ChatGPT has had more airtime than the world’s most renowned celebrity. Its arrival has sparked questions and concerns that some did not even think to ask, including if it is a threat to our critical thinking skills.

Write this essay. Complete this analysis. Unpack the meaning behind this excerpt. These are all sentences that bring horror to those who do homework – lengthy essays about things that students are not sure they care about, and that many do not see the point in doing in the first place. This homework is not designed to be terrifying; it is designed to ignite the mind and critical thinking; to challenge students to form their own opinions and then using research and cognitive thinking to back them up. Currently, this is being threatened by tools like ChatGPT.

Yet, artificial intelligence (AI) tools are here to stay so instead of seeing it as a threat, it should be seen as an asset, but one that supports cognitive growth and memory function rather than replacing it, says Anna Collard, SVP Content Strategy & Evangelist at KnowBe4 AFRICA.

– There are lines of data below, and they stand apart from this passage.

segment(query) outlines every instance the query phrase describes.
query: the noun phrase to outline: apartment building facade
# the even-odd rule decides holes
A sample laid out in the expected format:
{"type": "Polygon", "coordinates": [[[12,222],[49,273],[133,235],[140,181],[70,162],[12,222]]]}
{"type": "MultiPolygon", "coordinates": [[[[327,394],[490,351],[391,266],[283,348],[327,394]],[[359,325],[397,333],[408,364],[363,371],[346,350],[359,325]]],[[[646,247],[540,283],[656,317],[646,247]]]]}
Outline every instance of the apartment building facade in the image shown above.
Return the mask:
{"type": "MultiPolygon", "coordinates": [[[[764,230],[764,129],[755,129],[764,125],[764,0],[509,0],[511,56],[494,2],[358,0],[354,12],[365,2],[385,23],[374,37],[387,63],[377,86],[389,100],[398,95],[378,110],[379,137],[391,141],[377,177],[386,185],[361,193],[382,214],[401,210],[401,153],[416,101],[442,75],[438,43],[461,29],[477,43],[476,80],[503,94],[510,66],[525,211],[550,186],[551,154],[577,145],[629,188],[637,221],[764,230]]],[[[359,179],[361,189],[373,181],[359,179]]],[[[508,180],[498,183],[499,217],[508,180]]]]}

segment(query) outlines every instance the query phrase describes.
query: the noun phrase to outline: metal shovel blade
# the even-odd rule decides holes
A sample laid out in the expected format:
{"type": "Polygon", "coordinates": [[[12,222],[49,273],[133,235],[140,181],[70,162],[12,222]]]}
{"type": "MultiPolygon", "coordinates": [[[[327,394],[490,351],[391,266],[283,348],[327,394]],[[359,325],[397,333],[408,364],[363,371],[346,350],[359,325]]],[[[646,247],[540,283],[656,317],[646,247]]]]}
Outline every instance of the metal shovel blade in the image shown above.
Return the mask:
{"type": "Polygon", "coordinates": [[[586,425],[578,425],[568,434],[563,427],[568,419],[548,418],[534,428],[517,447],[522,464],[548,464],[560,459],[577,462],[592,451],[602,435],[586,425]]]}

“Research by George Millar in 1956 found that the average person can only keep around seven items in their working memory,” she explains. “Miller’s Law of seven plus-minus two means up to nine or as little as five items are the limit of a human’s processing abilities. Today, that number has gone down to four ( This research, along with other academic papers and analyses (, points to reduced memory due to an over-reliance on technology also called the Google effect,” explains Collard.

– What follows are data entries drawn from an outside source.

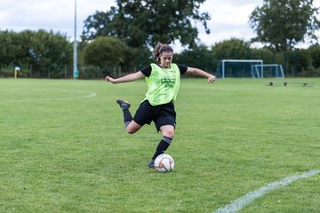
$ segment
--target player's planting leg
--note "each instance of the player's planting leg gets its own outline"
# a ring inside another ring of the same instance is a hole
[[[121,109],[124,112],[124,128],[126,129],[130,122],[132,121],[132,115],[129,111],[131,104],[128,101],[122,99],[117,99],[116,103],[120,106]]]
[[[172,141],[172,138],[170,138],[168,137],[164,136],[158,146],[156,146],[155,154],[153,155],[151,161],[148,164],[148,167],[152,168],[155,166],[155,159],[162,154],[164,154],[164,152],[168,149],[169,146],[171,145],[171,142]]]

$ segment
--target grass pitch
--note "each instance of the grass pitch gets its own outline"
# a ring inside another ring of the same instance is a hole
[[[175,170],[158,173],[147,163],[161,134],[153,123],[125,133],[115,102],[130,100],[134,113],[144,81],[0,79],[0,212],[214,212],[320,170],[320,79],[286,81],[182,79],[167,151]],[[269,192],[242,212],[318,212],[319,181]]]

This is a concern, one that has grown increasingly vocal over the past year as educators and researchers have pondered the impact of technology, and now AI, on cognitive behaviour and memory retention. However, it is also balanced by research that has pointed out that actually, human beings have been outsourcing their memory to various materials and solutions for centuries. Paper, parchment, papyrus, and wood are some prime examples. Modern technology is no different. It can be a tool to bolster memory and make it far easier for humans to manage lives that are deluged by information, noise, and digital clutter.

Do not ban it, rather teach students how to use it within practical guidelines and policies that help them to enhance their understanding of AI and this type of tool

“The research goes in both directions, suggesting that technology is both an enabler and an inhibitor of human memory,” says Collard. “This points to the fact that actually, the impact does not lie in using it, but in how it is used or, in the case of ChatGPT, abused. The latter can be a handy tool that supports students in their research and studies, but if it becomes the sole source of information and does all the writing for them, that is where the problems start.”

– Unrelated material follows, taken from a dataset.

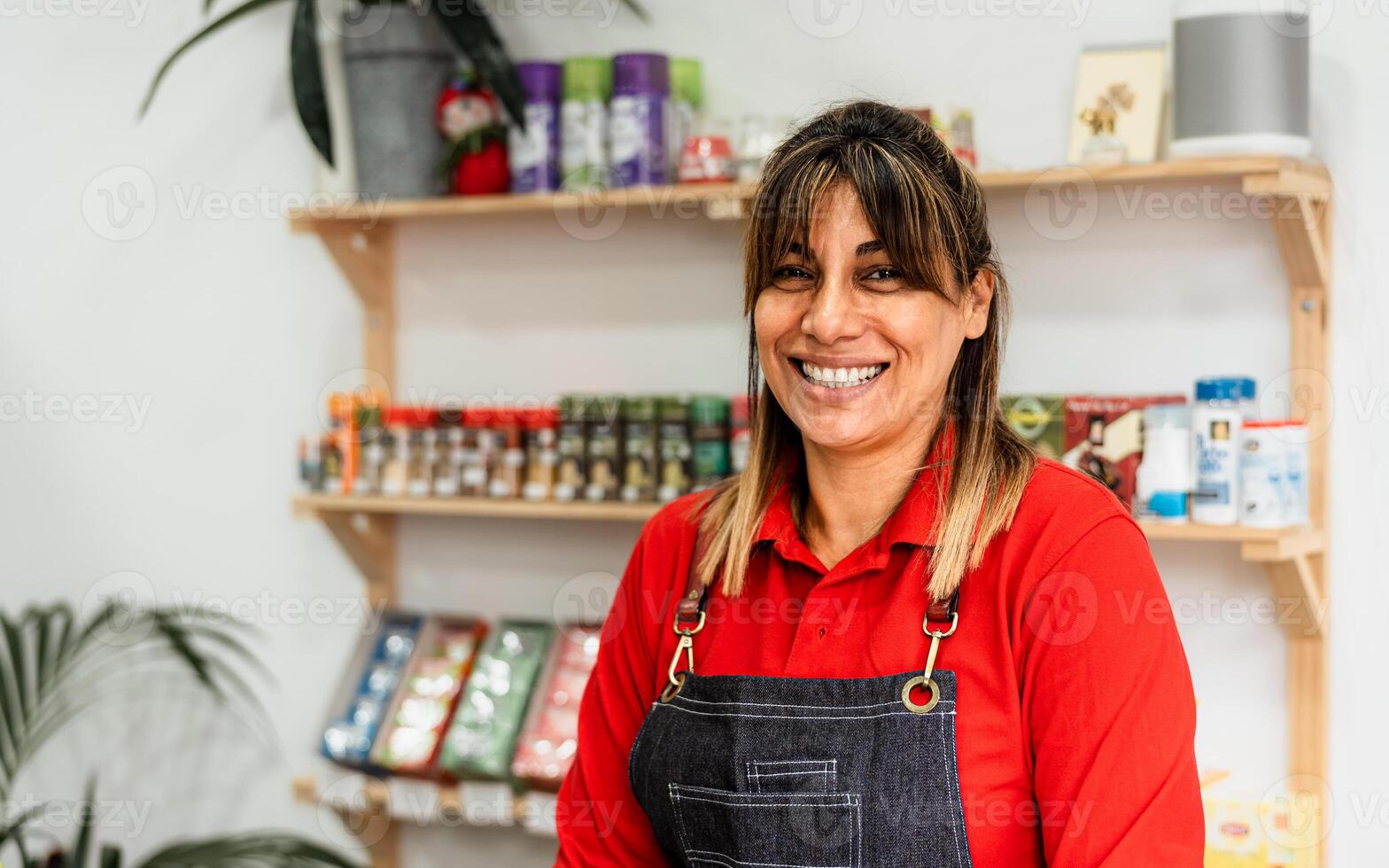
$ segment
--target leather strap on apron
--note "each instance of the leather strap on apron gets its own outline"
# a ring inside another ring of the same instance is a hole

Nowadays, remembering where you found a fact has become more important than remembering the fact itself. This translates directly into the biggest challenge with ChatGPT – it is vague on its sources and often out of date, which means that it rarely is as accurate as it needs to be.

“ChatGPT uses machine learning to infer information and this introduces inaccuracies,” says Collard. “If you ask ChatGPT what happens if you break a mirror, it replies, ‘ You will have seven years of bad luck’. This is not a fact; it is based on superstition. If users do not constantly check the factual accuracy of ChatGPT, they run the risk of sharing fake news, inaccurate information, and even conspiracy theories.”

The TruthfulQA benchmark test has found that most generative models are only truthful 25% of the time, according to the  2022 Stanford University ( Artificial Intelligence Index Report. This means over-reliance on technology such as ChatGPT is simply going to make the student’s work look stupid. However, that is not enough to stop people from turning to tech when they are tired, overwhelmed or lazy, which means that the best approach is to embrace it.

“Do not ban it, rather teach students how to use it within practical guidelines and policies that help them to enhance their understanding of AI and this type of tool,” concludes Collard. “This will enhance their own critical thinking skills by asking them to question the sources, content, truthfulness, and accuracy of the content that the platform serves up to them, and it will turn the threat into an opportunity.”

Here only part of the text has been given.